Here’s how I responded:
If you haven’t explained the gap on your resume, then by all means explain it in a cover letter. In fact, even if you have a line on your resume about your career break, address the issue in your cover letter as well. Do it briefly and unapologetically. (See the sample below.)Do not go on and on about why you stayed home.
The key is to address the gap (so prospective employers don’t think you were in jail or conjure up other unseemly excuses for your absence from the workforce) and make it clear that you’re ready to return to work now. Employers are less concerned about the gap per se and more concerned about whether you’re logistically and psychologically ready to work and whether you have the skills, despite your absence, to perform on the job.
Your goal, in your cover letter, is to reassure them, briefly, that you are ready, willing and able to return to work.
Do not mention salary requirements at all in a cover letter, nor during the first few interviews. Wait until the employer brings it up.

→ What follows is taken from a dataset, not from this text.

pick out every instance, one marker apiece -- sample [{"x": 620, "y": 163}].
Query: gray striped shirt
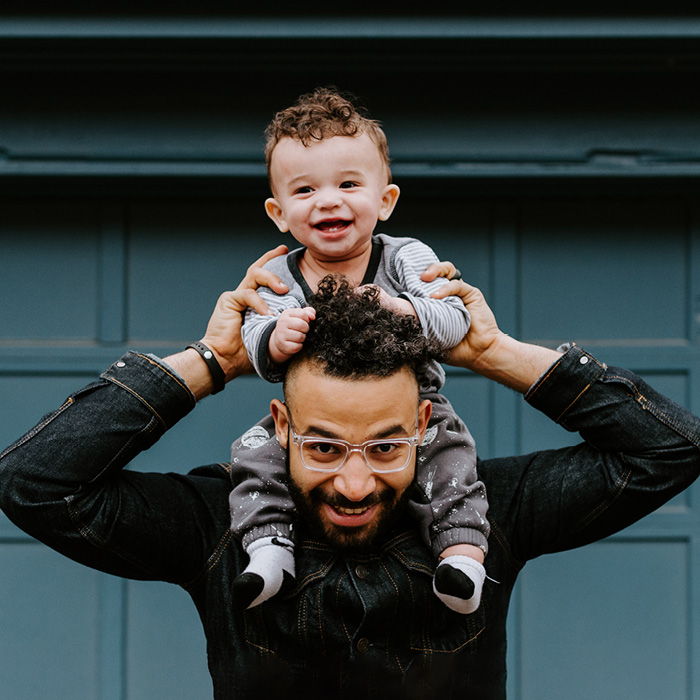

As far as references go, you do not need to mention them in the cover letter or resume. But you should try to line up 2-3 references, even if they’re from years ago. (One of the three could be from your recent volunteer work, like the PTA president). Email or call your old bosses, tell them you’re seeking to return to the workforce, and ask them if they’re willing to serve as a reference. Assure them that you’ll only give their name and phone number to those who are seriously interested in hiring you. Thank them profusely. Although you haven’t spoken in years, if you did good work, they should be willing to vouch for you. And, who knows, maybe they’ll even have a job lead!
Sample Relauncher Cover Letter:
I am very interested in the A opportunity at Company B, and believe my skills and experience make me a strong candidate. As you can see from the attached resume, I spent X years doing very similar work as a Y at Z Company. In addition, I developed C skills in my D years at E Company. Although I have focused on my family for the last G years and have not worked for pay, I have kept up with developments in the field by reading Most Important Trade Magazines 1 and 2 and attending H conferences. I’ve also updated my computer skills so I’m ready to hit the ground running. Finally, my involvement with I Volunteer Organization has honed my organizational and interpersonal skills.
I am very eager to return to the workforce and believe my pent-up enthusiasm for work, combined with my relevant educational and professional credentials, will help me contribute meaningfully to the organization.
I look forward to the opportunity to discuss my potential fit for this position by phone or in person at your convenience.